They appear the moment I turn off the lights, sitting on our bed in their usual spot and wreathed in moonlight.
The first time we met they had a snake head. It had been the day after I found a garter snake slithering across the path on my walk through the woods with Dad. I screamed loud enough to wake my parents, and the moment the bedroom light switched back on, the monster disappeared.
They reappeared at irregular intervals after that. Sometimes they would be a massive brown recluse, stealing from my memories of Animal Planet. Sometimes they would be that hulking biker man I saw around town (who eventually had turned out to be nice despite the spikes and leather.) No matter what form they took they would always be whatever or whoever scared me the most at the time, appearing when I would least expect it.
When did that change?
It's odd to think back. Where once they had been the cause of my torment, now they were its balm, whispering tender words from beneath the bed to fill my dreams with hope and confidence rather than plaguing me with growls and shrieks. Their fangs had disappeared, as did their claws, their fur, and everything else until they almost looked human. Almost. They never could get the eyes right, and tonight was no different.

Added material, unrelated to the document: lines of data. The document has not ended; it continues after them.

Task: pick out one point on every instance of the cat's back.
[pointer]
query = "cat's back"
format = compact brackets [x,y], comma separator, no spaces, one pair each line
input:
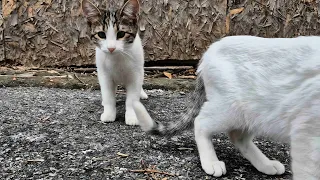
[266,54]
[263,70]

They smile at me, and I find myself smiling back. Where once they would roar or hiss, now they spoke softly and comfortingly without a trace of malice. I had often wondered how their change of demeanor truly happened. I had moved several times since I was a child, and though they had followed me every time, each new place had done something to them. Was it the place of dwelling that governed their moods? The energy within? I had asked before but they couldn’t say, either. Maybe they had thought I was trying to run away and that frightened them. Maybe they were lonely being trapped under my bed all day with no one to talk to, and became board of their haunts. Maybe they sought to explore new emotions once my fear had faded after I had acclimated to all the horror they could give.
Or perhaps, just maybe, as I was growing up, so were they. The thought warms me. If only I could have watched them in the shadows as easily as they could see me in the light.
It was hard to imagine a life without them after all this time, yet as the very thought enters my mind, their form changes. They became nothing. A shadow. A space where I knew something existed but could no longer perceive. As I witness this, they speak.
“I can feel your fear,” they say, barely a whisper. “What have I done to make you so nervous?”
I drop to my knee before the bed and open my hand to them before closing my eyes. “Give me something to hold on to.”
A pressure slowly spreads along my palm. I will my beating heart to slow. When I look up at them again all my fear and insecurity wash away, and I give them the biggest, most heartfelt smile I’ve ever made. “Nothing’s wrong, my love. Nothing at all.”